Earlier this month, the General Accounting Office issued a report on the impact of the exemption of small public companies from the Sarbanes-Oxley Act’s internal control attestation requirements. In 2010, the Dodd-Frank Act exempted public companies with market capitalization of less than $75 million from section 404(b) of the Sarbanes-Oxley Act, which requires that public companies obtain an annual audit by a registered public accounting firm of their internal control over financial reporting. The Act also directed the GAO to conduct a study of the impact of this exemption and report to Congress within three years of enactment of the Dodd-Frank Act.
The report found that since the implementation of the auditor attestation requirement, companies exempt from the requirement have had more financial restatements that nonexempt companies, and the percentage of exempt companies restating generally has exceeded that of nonexempt companies. The GAO considered, but did not reach any firm conclusions on, whether the costs of compliance with the attestation requirement by small companies exceeded the benefits. The report did cite evidence that compliance with the auditor attestation requirement has a positive impact on investor confidence.
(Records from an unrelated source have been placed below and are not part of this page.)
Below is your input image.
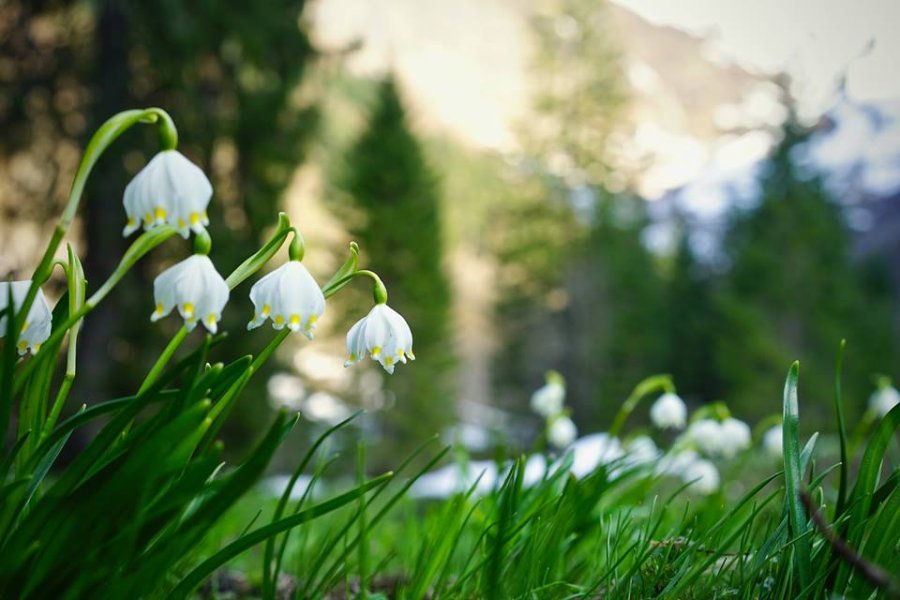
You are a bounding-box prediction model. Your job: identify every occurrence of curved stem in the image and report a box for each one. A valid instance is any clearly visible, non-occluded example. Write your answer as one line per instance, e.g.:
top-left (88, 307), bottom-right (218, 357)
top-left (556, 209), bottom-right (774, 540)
top-left (13, 225), bottom-right (176, 393)
top-left (15, 108), bottom-right (178, 334)
top-left (139, 218), bottom-right (299, 393)
top-left (138, 325), bottom-right (189, 396)
top-left (322, 269), bottom-right (387, 304)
The GAO’s only recommendation was that the SEC consider requiring exempted public companies to explicitly disclose whether they obtained an auditor attestation of their internal controls. The SEC advised the GAO that such information can be easily determined by investors from information that is already disclosed in the annual report. But the GAO nonetheless concluded that an explicit disclosure “would increase transparency and investor protection by making investors readily aware of this important information.”